Na vida de solteiro, liberdade é fazer o que se quer. Na vida de casado, liberdade é honrar a confiança: oferecer atenção e corresponder simultaneamente com a atenção recebida.
Há regras a serem seguidas, estabelecidas pelos dois. O ciúme ou a perda de credibilidade virá à medida em que elas são quebradas. Não percebemos de que o amor é legislação, e temos que respeitar o acordo e prestar contas da rotina. Não adianta bancar o esperto ou o distraído. Corrupção amorosa é desrespeito.
Solteiro pode bater a porta de casa sem avisar, aparecer na manhã seguinte sem explicar coisa alguma, dormir fora sem medo do despejo, voltar bêbado derrubando móveis e mijando no vaso da sala.

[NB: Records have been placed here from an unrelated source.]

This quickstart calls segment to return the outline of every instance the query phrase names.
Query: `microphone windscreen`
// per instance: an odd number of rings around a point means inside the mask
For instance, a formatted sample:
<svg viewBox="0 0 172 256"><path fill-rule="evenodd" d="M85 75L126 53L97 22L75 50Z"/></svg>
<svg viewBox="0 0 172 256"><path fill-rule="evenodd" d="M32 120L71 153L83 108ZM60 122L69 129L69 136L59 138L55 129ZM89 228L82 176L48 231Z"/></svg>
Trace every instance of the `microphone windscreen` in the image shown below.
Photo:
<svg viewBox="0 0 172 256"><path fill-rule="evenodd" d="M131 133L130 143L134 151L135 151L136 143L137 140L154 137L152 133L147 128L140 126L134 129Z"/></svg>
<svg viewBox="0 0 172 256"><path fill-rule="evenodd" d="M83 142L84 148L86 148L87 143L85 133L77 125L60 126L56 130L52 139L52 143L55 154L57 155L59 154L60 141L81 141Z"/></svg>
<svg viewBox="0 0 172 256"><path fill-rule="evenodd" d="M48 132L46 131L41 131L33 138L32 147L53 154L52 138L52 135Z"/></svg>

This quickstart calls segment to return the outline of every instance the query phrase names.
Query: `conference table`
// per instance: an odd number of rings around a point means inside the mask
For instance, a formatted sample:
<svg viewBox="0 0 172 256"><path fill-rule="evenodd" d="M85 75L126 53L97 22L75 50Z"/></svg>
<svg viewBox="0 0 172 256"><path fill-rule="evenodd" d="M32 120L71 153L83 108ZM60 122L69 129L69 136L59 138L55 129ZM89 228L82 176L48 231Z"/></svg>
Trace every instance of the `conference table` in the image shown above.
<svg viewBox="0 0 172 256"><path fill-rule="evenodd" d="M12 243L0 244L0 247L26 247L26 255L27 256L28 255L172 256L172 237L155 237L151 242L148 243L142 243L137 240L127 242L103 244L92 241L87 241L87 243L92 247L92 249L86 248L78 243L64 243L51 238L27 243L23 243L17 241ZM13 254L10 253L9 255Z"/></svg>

Casado tem alguém que se importa com todos os seus movimentos. Pois ternura é valorizar os mínimos detalhes, olhar para o hipotético com singularidade.
A emoção domina os fatos. Não existem bobagens quando predomina a compreensão e o hábito de se colocar no lugar do outro.
Se você sai sozinho, o seu papel é não deixar a sua companhia preocupada. Não tem como abandonar a relação nem por um momento. Não custa mandar mensagens dizendo como está e o que vem fazendo. Uma foto ou um comentário não corresponderá tempo perdido ao longo de uma festa ou de um jantar. Serão apenas alguns minutos de seu prazer. É um investimento irrisório para garantir a felicidade do casal e não gerar questionamentos à toa. Muitos não realizam porque não pretendem sentirem-se controlados. Alegam que não acessaram o celular, de que estava no silencioso ou de que a noite passou rapidamente. E quem até o momento esperava na boa, confortado, impregnado de fé, respeitando o espaço de cada um, ficará pensando bobagem (mais envolvendo a insegurança de hoje do que a infidelidade).
Sua alegria não deve tirar o sono de ninguém, não deve roubar o sossego de ninguém. Não é consolo explicar que não fez nada de errado e não traiu, que sempre impede o pedido de desculpa. Não é este o problema que estará em questão, mas a completa indiferença. Aquele que reclama termina com a fama de possessivo. E o que não avisou chama para si o papel de vítima, já que aparentemente não cometeu nenhum grande erro.
O relacionamento é feito de pequenas reciprocidades. O risco é confundir cuidado com vigilância. Nos dias atuais, com as notícias policias prosperando, não é possível contar com o luxo de desaparecer por cinco horas.
Casar tem o lado ruim de não ser mais inconsequente.
O nome disso é responsabilidade. Não há lealdade excluindo a responsabilidade.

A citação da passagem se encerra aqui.